Upgrading Poland's ageing coal-fired energy capacity and developing public transport would help secure a greener energy supply, improve workers’ mobility and reduce damage to public health from noxious emissions. This would require stable energy and climate change policies and stronger local administrative capacity to raise investment efficiency. At the same time, more lifelong training opportunities and a larger rental housing market would help reduce skill mismatches and enhance worker mobility, strengthening productivity and inclusiveness. Over the longer term, enhancing employment incentives for women and older workers, as well as increasing green taxes, would raise revenues and help finance rising health, pension and infrastructure needs, and increase growth and well-being.

Private consumption and investment are projected to strengthen

GDP growth is projected to strengthen to around 3% in 2017-18, underpinned by increasing labour incomes and higher social transfers. Falling spare capacity and good financing conditions are expected to stimulate business investment, while public investment financed by EU funds will regain momentum towards the end of 2017. A slow recovery in external demand should support export growth, allowing the current account deficit to remain broadly stable. Unemployment should continue to ease and wages and prices should pick up.

A stronger-than-expected impact of Brexit and a slowdown in emerging market economies, notably China, would hit exports. Domestic risks are also significant.
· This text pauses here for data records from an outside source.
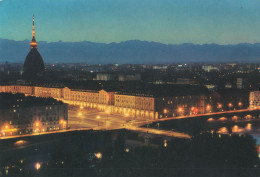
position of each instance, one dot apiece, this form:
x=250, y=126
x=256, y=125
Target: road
x=87, y=118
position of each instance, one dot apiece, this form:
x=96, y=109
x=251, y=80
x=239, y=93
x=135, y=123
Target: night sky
x=165, y=21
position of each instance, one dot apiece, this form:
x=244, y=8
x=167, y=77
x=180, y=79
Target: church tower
x=33, y=65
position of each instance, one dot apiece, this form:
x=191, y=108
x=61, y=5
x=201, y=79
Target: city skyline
x=167, y=22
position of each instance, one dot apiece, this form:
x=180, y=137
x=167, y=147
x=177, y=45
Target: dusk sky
x=106, y=21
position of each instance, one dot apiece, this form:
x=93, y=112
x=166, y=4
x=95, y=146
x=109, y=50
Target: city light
x=180, y=109
x=6, y=126
x=219, y=106
x=98, y=155
x=165, y=143
x=230, y=105
x=37, y=166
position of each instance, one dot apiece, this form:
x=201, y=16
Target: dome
x=33, y=64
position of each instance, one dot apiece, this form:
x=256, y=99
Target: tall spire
x=33, y=43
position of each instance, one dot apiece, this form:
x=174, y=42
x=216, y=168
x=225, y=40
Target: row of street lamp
x=208, y=108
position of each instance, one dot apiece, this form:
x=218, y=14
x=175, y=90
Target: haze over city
x=110, y=88
x=106, y=21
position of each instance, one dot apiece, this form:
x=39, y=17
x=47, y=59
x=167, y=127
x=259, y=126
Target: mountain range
x=129, y=52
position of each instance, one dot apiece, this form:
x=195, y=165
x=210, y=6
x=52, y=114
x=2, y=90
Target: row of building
x=162, y=103
x=20, y=114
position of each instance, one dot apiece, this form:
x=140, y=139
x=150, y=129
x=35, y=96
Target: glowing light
x=222, y=119
x=248, y=126
x=236, y=129
x=98, y=155
x=223, y=130
x=234, y=118
x=37, y=166
x=165, y=143
x=211, y=120
x=20, y=143
x=248, y=116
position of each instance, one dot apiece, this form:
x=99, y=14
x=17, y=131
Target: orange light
x=180, y=109
x=98, y=155
x=37, y=166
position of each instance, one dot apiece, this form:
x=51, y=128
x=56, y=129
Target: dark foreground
x=109, y=153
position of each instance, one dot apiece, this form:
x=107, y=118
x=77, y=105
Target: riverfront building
x=20, y=114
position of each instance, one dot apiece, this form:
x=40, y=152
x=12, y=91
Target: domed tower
x=33, y=64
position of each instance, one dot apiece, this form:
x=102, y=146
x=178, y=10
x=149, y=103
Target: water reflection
x=249, y=126
x=211, y=120
x=234, y=118
x=236, y=129
x=223, y=130
x=222, y=119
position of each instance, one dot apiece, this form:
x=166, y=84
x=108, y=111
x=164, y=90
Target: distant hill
x=131, y=52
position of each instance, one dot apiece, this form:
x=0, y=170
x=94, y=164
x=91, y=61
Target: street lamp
x=98, y=117
x=107, y=113
x=208, y=108
x=98, y=155
x=180, y=110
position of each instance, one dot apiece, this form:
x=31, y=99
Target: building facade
x=23, y=115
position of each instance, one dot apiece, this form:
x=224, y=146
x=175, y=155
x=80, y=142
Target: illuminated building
x=254, y=99
x=33, y=65
x=172, y=103
x=21, y=115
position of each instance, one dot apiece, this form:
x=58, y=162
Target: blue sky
x=165, y=21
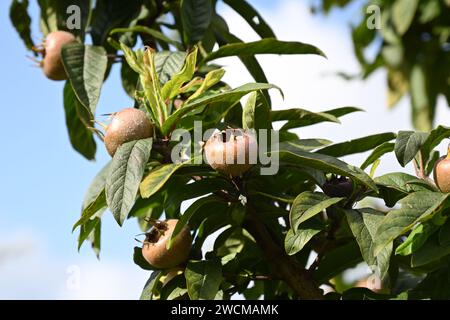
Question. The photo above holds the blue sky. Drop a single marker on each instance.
(44, 179)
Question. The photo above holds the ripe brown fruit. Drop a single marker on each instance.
(338, 187)
(127, 125)
(155, 251)
(442, 173)
(232, 151)
(52, 63)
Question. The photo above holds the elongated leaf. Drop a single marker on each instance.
(403, 12)
(87, 229)
(126, 171)
(300, 117)
(18, 14)
(86, 67)
(435, 137)
(172, 87)
(306, 205)
(187, 215)
(377, 153)
(168, 63)
(264, 46)
(77, 122)
(152, 32)
(337, 260)
(253, 18)
(364, 223)
(203, 279)
(230, 96)
(296, 156)
(444, 234)
(96, 206)
(357, 145)
(150, 285)
(195, 17)
(430, 252)
(416, 238)
(416, 207)
(156, 179)
(210, 80)
(407, 145)
(295, 241)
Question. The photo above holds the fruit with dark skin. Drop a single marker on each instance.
(442, 172)
(232, 151)
(154, 249)
(52, 63)
(338, 187)
(127, 125)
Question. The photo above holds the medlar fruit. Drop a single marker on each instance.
(338, 187)
(52, 63)
(442, 173)
(127, 125)
(154, 249)
(230, 151)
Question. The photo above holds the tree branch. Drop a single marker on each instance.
(284, 266)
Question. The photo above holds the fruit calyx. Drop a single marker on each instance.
(232, 151)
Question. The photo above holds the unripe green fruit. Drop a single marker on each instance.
(52, 63)
(155, 251)
(127, 125)
(229, 151)
(442, 173)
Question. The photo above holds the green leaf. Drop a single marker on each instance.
(77, 122)
(306, 205)
(231, 96)
(416, 238)
(139, 259)
(253, 18)
(264, 46)
(172, 87)
(213, 77)
(150, 286)
(156, 179)
(407, 145)
(416, 207)
(304, 144)
(195, 17)
(152, 32)
(168, 63)
(364, 223)
(296, 240)
(444, 234)
(18, 14)
(403, 12)
(377, 153)
(436, 286)
(357, 145)
(256, 112)
(336, 261)
(435, 137)
(94, 208)
(187, 215)
(87, 229)
(126, 171)
(129, 79)
(296, 156)
(86, 67)
(203, 279)
(431, 251)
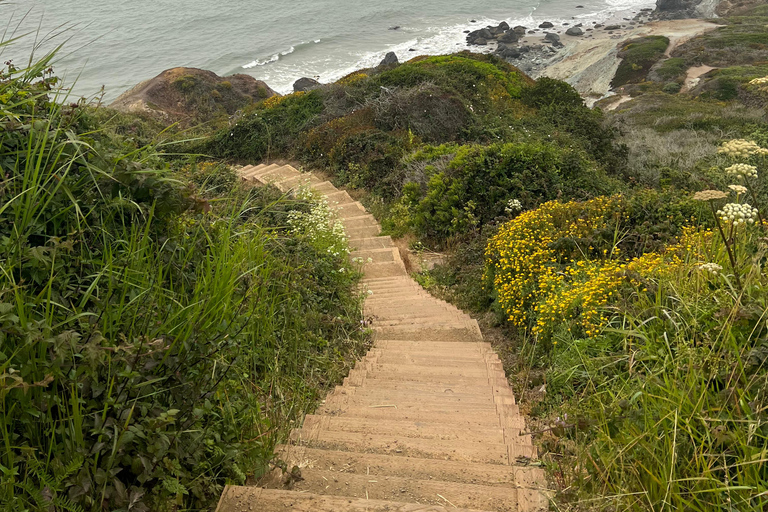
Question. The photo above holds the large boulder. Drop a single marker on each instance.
(191, 95)
(508, 52)
(390, 60)
(479, 36)
(305, 84)
(508, 37)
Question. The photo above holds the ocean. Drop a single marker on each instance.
(116, 44)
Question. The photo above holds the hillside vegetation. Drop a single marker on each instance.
(161, 326)
(616, 259)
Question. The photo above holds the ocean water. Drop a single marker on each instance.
(117, 43)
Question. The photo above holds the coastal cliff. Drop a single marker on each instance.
(190, 95)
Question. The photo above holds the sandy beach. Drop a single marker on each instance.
(589, 62)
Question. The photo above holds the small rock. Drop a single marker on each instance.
(390, 60)
(305, 84)
(509, 37)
The envisaged forced compensation of foreign-currency-denominated mortgage holders for the high costs charged by banks prior to 2011 could reduce banks’ capital positions and credit to the real economy. Rising uncertainty about fiscal and structural policies could negatively affect business confidence and investment. Alternatively, large income gains and an efficient implementation of the new long-term economic development plan could lead to faster private spending growth.